The Bluetooth keyboard has an internal battery that charges via an included Micro-USB cable. Logitech claims the keyboard will work for six months between charges if it's used for 2 hours a day. I had no way of getting close to proving that claim, but the keyboard paired easily enough via a standard PIN-based entry. Once it's paired, all you'll need to do is flip a side power switch on the keyboard cover the next time.
This plastic-and-aluminum accessory marvel is pricey at $99, but it really works...and it's surprisingly comfortable to use. The raised keys have solid travel and don't feel mushy. The Delete, Return, Tab, and Function keys are cramped on the sides, but the main QWERTY keys are close to what you'd find on a Netbook. There isn't much of a raised surface, so the keys ride close to the level of a desk (that could aggravate some people from an ergonomic perspective), but the Keyboard Cover makes the most of its space limitations, and offers unobstructed access to the keys (unlike the original Zagg case, which had little walls on the side of the keyboard).
Dedicated iPad-oriented controls are layered on top of the number keys and are Function-activated. Cut, paste, volume control, play/pause, and some rudimentary cursor controls are included, but none helps with the iPad's chief limitation when keyboarded, which is that there's no mouse or touch pad control.
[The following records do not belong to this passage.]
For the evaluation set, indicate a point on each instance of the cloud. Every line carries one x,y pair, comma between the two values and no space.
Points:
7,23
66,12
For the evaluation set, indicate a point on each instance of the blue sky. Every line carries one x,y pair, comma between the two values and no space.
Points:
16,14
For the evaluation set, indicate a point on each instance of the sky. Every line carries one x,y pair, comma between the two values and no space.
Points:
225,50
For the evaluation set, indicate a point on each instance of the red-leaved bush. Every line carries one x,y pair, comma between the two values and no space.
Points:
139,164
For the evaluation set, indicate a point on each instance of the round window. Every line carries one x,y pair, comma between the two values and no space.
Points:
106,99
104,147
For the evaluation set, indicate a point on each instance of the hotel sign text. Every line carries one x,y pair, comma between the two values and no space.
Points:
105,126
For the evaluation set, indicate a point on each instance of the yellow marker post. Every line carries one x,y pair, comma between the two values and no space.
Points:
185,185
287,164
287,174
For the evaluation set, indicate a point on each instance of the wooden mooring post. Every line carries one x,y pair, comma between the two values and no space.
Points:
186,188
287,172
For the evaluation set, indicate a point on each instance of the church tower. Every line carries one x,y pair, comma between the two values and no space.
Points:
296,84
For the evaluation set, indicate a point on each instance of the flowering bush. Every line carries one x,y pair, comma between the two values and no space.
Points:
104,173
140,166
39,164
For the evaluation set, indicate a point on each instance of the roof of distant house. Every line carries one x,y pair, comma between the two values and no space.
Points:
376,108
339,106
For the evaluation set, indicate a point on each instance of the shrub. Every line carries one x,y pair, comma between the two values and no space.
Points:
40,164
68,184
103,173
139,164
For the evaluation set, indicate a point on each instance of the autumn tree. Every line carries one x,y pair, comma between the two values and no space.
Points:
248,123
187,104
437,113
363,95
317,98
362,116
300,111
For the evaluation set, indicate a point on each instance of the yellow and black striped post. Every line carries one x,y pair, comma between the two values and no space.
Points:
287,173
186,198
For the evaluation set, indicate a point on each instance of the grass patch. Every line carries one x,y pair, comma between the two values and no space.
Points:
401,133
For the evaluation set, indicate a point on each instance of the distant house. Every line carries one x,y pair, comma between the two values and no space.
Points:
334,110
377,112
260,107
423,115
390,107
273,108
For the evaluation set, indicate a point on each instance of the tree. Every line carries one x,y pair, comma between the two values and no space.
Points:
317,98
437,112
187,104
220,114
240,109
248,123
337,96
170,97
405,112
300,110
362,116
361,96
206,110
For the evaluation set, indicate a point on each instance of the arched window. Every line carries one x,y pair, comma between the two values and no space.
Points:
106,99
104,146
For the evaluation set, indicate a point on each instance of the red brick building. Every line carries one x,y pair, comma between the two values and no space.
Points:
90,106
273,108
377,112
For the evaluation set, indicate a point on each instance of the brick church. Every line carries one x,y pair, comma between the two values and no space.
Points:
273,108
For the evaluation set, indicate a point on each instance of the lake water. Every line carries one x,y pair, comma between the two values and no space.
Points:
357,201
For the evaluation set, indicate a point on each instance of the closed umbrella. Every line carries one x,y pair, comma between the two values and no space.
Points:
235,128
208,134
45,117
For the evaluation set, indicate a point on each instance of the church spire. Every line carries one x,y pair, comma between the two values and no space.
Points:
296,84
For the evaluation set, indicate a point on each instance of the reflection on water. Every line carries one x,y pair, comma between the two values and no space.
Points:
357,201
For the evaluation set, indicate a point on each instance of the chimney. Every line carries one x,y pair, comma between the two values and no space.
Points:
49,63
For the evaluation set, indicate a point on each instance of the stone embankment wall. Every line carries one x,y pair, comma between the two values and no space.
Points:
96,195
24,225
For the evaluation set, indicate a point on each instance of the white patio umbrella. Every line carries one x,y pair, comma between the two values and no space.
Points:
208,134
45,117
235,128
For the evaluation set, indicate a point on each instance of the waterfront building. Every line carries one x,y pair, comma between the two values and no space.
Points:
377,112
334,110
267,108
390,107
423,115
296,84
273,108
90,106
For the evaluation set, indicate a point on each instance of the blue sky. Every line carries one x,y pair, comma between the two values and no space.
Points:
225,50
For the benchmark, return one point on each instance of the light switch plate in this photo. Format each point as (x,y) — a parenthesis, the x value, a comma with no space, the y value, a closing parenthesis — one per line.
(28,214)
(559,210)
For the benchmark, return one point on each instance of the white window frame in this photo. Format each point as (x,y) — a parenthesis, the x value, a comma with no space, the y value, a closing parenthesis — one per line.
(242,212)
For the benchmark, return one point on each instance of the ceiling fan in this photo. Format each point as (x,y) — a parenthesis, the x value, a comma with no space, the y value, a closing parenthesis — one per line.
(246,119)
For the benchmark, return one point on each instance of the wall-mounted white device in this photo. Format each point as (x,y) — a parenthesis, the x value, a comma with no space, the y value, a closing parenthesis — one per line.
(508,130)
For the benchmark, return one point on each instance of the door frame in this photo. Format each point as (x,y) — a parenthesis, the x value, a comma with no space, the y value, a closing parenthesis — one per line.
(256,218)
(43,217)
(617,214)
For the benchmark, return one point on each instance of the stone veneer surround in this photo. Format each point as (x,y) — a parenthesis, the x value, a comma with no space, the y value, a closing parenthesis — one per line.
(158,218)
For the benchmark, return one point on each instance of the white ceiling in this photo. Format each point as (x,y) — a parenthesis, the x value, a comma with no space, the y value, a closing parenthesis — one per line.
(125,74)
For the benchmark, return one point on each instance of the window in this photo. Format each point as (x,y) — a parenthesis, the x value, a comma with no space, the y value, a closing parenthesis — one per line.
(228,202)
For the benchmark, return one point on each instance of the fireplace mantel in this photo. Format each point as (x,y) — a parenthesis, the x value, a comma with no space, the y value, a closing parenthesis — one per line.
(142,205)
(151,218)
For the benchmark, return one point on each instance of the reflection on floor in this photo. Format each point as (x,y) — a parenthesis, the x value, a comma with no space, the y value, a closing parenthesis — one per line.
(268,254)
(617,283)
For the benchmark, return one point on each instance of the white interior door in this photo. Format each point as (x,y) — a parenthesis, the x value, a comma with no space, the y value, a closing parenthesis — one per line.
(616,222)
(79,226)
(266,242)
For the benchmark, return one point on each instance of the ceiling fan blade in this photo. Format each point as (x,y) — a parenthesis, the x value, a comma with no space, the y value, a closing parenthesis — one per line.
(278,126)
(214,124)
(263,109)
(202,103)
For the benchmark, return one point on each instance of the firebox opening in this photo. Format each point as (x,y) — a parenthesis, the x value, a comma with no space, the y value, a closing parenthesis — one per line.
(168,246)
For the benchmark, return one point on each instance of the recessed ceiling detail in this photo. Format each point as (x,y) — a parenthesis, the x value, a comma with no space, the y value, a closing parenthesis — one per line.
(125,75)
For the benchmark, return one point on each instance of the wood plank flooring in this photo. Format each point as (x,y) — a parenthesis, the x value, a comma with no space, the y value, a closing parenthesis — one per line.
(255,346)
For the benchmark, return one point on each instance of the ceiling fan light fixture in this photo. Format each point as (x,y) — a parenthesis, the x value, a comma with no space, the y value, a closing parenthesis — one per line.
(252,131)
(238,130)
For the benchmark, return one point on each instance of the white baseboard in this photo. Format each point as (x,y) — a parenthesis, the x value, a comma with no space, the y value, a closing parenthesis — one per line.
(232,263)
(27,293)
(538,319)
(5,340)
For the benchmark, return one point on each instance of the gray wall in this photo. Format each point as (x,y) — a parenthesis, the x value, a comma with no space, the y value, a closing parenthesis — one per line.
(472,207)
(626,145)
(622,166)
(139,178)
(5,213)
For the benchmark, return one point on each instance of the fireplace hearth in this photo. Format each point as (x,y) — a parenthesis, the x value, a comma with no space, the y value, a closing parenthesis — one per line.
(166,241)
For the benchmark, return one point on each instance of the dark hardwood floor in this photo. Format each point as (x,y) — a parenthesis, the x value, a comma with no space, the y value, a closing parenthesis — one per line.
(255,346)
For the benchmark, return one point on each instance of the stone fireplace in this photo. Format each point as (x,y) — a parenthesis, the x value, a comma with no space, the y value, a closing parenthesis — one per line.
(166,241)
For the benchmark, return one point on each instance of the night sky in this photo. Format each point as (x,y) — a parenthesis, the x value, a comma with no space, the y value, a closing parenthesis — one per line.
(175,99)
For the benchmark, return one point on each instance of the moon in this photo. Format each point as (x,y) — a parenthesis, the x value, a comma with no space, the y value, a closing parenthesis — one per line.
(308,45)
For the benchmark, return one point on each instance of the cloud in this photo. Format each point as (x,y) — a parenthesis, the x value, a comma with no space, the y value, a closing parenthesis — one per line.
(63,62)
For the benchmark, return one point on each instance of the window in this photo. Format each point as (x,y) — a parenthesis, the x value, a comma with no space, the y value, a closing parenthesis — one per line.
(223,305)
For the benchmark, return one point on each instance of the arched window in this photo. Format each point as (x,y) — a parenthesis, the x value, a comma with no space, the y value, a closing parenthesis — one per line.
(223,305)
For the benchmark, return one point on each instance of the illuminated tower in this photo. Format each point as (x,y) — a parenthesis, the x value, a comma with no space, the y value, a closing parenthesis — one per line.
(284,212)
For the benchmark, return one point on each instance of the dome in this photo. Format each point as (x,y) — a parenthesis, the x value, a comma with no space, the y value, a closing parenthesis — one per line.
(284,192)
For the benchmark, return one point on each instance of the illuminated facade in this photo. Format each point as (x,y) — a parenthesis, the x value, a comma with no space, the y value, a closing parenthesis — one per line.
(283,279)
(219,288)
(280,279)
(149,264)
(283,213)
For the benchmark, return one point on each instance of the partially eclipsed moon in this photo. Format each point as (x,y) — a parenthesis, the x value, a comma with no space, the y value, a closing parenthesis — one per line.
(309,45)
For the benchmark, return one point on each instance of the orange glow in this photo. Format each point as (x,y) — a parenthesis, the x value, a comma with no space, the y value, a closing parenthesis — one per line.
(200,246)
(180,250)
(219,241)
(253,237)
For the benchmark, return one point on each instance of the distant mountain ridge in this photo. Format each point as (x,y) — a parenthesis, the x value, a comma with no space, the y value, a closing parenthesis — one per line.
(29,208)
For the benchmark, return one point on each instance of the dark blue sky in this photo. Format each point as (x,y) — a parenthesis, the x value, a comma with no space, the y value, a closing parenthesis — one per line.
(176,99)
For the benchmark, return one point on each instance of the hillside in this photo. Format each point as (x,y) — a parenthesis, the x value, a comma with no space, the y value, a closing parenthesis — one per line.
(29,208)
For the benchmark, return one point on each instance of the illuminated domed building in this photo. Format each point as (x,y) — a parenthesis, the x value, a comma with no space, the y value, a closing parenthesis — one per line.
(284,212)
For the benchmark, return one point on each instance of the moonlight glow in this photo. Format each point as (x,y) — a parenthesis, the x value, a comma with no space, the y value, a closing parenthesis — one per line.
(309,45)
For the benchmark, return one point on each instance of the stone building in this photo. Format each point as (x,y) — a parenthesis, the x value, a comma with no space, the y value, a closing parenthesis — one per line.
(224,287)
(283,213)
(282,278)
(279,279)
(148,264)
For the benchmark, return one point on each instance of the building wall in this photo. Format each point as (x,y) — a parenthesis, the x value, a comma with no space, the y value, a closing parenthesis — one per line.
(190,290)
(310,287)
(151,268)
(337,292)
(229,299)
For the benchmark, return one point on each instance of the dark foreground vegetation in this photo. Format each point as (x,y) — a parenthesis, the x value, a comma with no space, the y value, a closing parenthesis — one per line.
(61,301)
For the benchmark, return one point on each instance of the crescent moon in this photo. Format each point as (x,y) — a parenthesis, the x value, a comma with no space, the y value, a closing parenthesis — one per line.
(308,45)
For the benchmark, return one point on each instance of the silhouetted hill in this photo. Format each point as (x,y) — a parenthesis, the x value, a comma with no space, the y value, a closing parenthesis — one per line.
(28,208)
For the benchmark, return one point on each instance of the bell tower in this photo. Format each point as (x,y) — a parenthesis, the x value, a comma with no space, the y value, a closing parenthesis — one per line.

I wrote this whole review on the Logitech Ultrathin Keyboard Case, and by the time I finished I found I'd adjusted completely to the keyboard. It's not a true full-size keyboard like the, but it's more easily portable. It's the best ultraportable keyboard I've seen for the iPad, and it's smartly designed. Just make sure you have a good soft carrying case or an easily removed back cover when traveling.